Les grands patrons ont l’art de se mettre dans des situations impossibles. Le cas Philippe Varin en offre une fois de plus une parfaite illustration. Dans toute sa brutalité, l’affaire des 21 millions d’euros de retraite-chapeau est indéfendable. Personne n’aura la moindre chance d’être audible sur le plus petit argument en défense de ce dossier : somme énorme, contexte social brûlant, bilan contesté de ce patron. Il n’en fallait évidemment pas plus pour que le monde politique, gauche et droite réunies, s’empare avec gourmandise de ce dossier grâce auquel on peut si facilement « flatter les aspirations à la facilité ou les préjugés du plus grand nombre pour accroître sa popularité » (selon la définition de la démagogie donnée par le Larousse).

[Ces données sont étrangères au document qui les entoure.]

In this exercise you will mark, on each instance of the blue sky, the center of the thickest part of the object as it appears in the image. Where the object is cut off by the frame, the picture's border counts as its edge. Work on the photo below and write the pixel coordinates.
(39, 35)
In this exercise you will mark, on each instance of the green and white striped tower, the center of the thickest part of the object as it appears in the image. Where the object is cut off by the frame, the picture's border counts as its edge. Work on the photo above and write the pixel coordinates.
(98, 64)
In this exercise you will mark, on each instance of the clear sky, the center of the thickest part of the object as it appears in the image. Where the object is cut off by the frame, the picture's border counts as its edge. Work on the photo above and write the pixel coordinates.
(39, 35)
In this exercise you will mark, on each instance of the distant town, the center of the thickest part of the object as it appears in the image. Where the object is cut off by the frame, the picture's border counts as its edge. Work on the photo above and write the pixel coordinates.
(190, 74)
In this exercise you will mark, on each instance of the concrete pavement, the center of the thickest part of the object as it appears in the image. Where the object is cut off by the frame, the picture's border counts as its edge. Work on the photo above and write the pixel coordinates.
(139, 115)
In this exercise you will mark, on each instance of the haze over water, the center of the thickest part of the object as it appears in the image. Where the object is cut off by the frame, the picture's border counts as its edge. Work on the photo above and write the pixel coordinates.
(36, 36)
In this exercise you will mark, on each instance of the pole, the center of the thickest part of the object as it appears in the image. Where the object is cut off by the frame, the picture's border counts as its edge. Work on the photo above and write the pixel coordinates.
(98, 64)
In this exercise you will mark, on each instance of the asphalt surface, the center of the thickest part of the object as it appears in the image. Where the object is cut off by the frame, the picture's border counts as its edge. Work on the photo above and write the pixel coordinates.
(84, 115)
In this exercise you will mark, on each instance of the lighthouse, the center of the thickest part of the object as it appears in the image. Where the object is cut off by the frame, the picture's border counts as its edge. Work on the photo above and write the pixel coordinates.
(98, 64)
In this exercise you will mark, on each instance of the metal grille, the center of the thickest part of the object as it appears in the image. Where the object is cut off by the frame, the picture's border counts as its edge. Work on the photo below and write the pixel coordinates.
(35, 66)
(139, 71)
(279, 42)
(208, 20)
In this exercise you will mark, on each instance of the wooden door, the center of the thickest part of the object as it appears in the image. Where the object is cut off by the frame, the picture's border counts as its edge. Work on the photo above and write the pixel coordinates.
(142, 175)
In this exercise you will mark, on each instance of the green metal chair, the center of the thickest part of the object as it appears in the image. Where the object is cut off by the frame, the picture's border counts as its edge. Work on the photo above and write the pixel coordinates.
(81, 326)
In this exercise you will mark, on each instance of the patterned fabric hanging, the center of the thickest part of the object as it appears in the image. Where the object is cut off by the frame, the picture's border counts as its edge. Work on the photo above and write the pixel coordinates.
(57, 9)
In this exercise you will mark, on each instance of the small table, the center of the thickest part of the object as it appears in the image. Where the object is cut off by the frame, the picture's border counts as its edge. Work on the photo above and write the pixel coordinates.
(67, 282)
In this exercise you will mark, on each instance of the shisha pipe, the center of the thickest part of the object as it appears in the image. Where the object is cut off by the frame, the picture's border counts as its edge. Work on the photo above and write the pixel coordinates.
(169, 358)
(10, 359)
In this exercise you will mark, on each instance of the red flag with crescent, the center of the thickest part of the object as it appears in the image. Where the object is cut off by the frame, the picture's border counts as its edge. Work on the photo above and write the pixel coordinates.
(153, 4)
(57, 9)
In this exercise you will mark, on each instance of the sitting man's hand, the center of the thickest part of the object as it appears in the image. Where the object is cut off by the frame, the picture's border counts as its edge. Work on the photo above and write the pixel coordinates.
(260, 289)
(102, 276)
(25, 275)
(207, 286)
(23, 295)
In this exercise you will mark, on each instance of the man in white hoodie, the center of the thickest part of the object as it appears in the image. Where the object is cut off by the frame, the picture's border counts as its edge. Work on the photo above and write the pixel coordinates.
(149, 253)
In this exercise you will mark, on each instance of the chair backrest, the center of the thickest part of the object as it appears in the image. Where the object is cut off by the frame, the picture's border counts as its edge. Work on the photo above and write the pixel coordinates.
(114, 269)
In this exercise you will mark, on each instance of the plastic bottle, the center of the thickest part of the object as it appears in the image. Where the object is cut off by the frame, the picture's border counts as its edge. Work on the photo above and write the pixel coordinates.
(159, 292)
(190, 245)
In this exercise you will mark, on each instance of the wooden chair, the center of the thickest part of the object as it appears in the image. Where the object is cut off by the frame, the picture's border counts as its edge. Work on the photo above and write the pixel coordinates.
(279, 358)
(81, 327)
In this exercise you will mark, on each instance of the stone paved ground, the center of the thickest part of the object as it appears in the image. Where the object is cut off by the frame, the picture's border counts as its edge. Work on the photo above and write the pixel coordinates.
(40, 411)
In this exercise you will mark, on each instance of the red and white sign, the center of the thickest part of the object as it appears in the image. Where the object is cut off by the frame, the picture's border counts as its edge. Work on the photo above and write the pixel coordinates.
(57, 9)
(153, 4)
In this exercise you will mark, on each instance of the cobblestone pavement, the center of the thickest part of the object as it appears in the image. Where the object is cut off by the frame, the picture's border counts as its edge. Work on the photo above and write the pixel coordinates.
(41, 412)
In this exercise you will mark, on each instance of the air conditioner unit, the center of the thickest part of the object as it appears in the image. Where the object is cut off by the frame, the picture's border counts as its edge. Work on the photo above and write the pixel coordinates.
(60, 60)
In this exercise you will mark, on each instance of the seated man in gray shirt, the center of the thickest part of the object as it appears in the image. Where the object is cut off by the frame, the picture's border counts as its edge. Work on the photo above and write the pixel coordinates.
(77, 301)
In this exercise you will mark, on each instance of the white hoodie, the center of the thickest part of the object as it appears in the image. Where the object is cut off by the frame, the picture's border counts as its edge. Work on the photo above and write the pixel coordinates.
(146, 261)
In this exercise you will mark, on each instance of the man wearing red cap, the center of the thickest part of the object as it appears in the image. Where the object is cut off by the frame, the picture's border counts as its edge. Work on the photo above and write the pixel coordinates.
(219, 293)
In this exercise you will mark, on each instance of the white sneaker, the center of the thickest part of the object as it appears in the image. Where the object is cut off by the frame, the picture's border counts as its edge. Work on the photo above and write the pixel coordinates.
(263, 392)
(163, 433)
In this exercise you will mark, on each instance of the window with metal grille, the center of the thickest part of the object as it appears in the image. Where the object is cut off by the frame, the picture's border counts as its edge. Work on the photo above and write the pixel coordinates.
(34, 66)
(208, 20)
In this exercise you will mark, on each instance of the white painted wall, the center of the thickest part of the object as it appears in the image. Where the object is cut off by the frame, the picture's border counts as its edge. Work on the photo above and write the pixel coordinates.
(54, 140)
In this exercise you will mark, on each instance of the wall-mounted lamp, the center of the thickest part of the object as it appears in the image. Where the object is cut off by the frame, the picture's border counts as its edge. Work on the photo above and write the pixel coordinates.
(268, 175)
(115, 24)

Et tant pis si on confond allègrement une rente avec un parachute doré. Tant pis si, taxe
après sur-taxe, les 21 millions mis en réserve par l’employeur ne seront plus que 7 pour l’ex-patron, étalés sur deux décennies. Tant pis si cet avantage respecte la loi et les codes en vigueur. Tant pis si l’Etat représenté au conseil de PSA-Peugeot-Citroën a évidemment eu connaissance de ce contrat sans rien trouver à y redire.

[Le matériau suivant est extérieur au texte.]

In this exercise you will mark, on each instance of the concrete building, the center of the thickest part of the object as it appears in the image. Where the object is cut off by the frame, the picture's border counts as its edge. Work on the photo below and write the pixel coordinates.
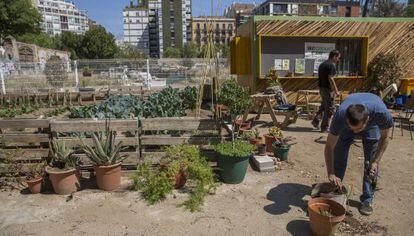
(241, 12)
(309, 8)
(60, 15)
(153, 25)
(223, 30)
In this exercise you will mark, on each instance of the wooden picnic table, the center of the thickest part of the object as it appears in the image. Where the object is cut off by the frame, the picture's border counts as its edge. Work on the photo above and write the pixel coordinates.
(263, 100)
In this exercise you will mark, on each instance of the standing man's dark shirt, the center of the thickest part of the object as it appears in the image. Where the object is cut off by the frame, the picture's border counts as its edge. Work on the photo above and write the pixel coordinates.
(326, 69)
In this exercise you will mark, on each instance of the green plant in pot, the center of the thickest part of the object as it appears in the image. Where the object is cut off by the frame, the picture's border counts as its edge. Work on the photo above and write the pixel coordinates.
(232, 160)
(274, 133)
(62, 168)
(106, 158)
(282, 146)
(34, 176)
(181, 166)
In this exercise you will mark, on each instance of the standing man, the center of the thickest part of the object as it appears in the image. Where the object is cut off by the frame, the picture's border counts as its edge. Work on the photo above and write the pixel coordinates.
(327, 90)
(365, 115)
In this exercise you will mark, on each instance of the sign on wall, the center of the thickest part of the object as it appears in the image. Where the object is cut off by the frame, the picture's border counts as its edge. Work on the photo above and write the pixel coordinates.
(318, 50)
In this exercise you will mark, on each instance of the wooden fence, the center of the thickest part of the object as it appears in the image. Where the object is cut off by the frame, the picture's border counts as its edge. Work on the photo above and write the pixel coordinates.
(52, 98)
(27, 140)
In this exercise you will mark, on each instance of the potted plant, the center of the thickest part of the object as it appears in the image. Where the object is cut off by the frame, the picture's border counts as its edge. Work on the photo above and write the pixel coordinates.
(106, 158)
(62, 168)
(281, 147)
(272, 135)
(232, 160)
(34, 177)
(179, 165)
(86, 71)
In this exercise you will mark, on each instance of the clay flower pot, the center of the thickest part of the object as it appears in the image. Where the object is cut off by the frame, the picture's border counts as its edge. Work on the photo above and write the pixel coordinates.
(64, 181)
(256, 141)
(325, 215)
(35, 185)
(108, 178)
(269, 140)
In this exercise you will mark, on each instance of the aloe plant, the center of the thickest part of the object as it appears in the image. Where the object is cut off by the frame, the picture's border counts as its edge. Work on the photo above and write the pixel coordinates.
(104, 151)
(62, 156)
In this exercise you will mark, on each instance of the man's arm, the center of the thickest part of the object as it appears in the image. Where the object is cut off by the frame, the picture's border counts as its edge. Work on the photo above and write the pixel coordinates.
(329, 159)
(382, 146)
(333, 85)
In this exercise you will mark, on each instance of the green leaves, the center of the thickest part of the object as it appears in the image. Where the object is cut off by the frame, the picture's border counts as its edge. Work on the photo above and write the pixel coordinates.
(235, 97)
(237, 149)
(167, 103)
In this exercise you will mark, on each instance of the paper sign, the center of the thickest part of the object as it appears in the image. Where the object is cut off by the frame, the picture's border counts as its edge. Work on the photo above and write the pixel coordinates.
(300, 66)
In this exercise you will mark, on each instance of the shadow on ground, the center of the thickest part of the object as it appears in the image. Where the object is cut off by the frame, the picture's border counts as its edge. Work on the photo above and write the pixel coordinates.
(285, 196)
(298, 227)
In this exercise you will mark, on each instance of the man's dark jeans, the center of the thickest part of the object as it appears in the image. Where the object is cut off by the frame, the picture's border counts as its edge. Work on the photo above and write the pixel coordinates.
(370, 139)
(326, 109)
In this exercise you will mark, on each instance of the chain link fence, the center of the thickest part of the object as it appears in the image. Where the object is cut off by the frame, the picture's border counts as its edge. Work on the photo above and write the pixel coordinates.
(38, 77)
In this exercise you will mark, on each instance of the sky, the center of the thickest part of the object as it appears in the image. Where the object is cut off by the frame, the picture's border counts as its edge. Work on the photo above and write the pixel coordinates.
(108, 13)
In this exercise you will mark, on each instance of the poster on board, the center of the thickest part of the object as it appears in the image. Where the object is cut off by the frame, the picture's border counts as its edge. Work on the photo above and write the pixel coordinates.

Mais surtout, tant pis si ce genre de situation est inévitable. On ne convainc pas quelqu’un de prendre un poste aussi exposé, un emploi aussi éjectable, une mission aussi écrasante, une exposition aussi mondiale sans rémunération à la hauteur du risque. Bien entendu, les « packages » doivent être modulés en fonction des résultats, et les échecs sanctionnés –ce fut le cas pour Philippe Varin qui va en outre renégocier. Mais une fois de plus, c’est l’image des patrons qui en sort abîmée, le fossé entre une élite économique et le plus grand nombre qui en est élargi, et les chances du pays de se mobiliser autour de la notion de risque et de réussite économique qui s’en trouvent amoindries.